R&D company Octinion from Leuven (Belgium) presents its fully autonomous strawberry picking robot during trade fair Fruit Logistica in Berlin. After 5 years of development, it is the first company in the world to market this piece of innovation. The launch is crucial for the sector.
Rubion has presented a robot that navigates through the strawberries, detecting ripe ones, picking without bruising and placing it in its punnet. This piece of Belgian innovation is not only an answer to the labor shortage in the sector, it allows growers to increase the quality of its produce – which in the end benefits the consumer.
Demographic and socio-economic numbers show that the labor shortage in the sector is a fact. But for Octinion the focus is clearly on adding quality.
“Thanks to robotics, we have so many possibilities, much more than a human could ever do. Harvest prediction, picking according to market needs, simply picking when the berries are ripe instead of when workers are available – these are just a few examples of what is possible as of today for a grower,”
says Tom Coen, CEO of the Octinion Technology Group. “The consumer will also notice the difference, as strawberries will be fresher and show less bruising.”
Introducing robots in a sector where almost everything gets done by hand, that’s more of a revolution than an evolution. It calls for close collaboration with all stakeholders. Tom Coen:
“not only have we been working together with growers and test centers across the world for the past couple of years, breeders have also been keen on being part of the technological developments. Growing systems and varieties will adapt to what is more ideal for a robot. We will have a robot driving around at the Dutch Fresh Forward Breeding and collaborations with other breeders to shape the future of the sector. Our door is open for additional breeders.”

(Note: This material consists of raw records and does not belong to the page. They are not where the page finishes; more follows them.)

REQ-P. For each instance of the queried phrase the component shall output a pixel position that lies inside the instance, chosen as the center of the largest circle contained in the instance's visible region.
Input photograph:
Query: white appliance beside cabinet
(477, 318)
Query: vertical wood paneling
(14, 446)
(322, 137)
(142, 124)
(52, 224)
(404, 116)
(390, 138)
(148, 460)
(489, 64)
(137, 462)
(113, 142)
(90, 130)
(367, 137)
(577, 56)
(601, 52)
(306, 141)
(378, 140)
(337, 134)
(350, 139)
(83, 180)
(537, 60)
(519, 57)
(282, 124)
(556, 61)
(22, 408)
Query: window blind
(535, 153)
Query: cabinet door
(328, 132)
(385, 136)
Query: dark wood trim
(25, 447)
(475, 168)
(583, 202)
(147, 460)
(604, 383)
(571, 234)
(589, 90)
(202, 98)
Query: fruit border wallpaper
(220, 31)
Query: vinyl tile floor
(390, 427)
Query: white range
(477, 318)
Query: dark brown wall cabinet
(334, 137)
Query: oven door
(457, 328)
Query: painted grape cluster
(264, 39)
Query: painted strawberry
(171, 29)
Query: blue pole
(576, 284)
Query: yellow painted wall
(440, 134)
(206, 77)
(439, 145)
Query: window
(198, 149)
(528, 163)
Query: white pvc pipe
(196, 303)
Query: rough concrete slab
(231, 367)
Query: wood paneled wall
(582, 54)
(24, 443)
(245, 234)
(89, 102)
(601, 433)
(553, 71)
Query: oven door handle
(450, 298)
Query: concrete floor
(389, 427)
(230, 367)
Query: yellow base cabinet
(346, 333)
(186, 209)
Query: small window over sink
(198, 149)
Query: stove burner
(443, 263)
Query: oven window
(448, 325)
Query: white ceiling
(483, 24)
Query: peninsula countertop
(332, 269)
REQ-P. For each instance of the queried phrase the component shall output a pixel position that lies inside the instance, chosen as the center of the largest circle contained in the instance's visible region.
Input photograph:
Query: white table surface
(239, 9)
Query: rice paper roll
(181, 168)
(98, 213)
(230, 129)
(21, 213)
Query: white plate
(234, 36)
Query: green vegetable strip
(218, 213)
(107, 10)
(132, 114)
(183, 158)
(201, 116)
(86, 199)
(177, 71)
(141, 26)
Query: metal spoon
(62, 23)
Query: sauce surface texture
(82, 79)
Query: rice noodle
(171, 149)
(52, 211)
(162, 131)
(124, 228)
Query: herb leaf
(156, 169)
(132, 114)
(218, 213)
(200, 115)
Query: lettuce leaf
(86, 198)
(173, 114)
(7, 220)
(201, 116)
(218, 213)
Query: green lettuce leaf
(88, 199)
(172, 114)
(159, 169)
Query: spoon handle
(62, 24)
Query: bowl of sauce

In 2014 a team of Belgian engineers started the development of the prestigious robot. In the meanwhile, Octinion wasn’t the only company presenting a concept. Product Manager Laura Guillaume says it’s not a surprise that the company from Leuven is the first to actually present a commercial product: “by developing the robot from scratch, we are able to make it economically viable. We can serve all table-top growers, in greenhouses or tunnels.” Next to the picking robot, a whole range of harvesting solutions are for sale as of today. Octinion plans on launching harvesting robots for other crops in the upcoming years.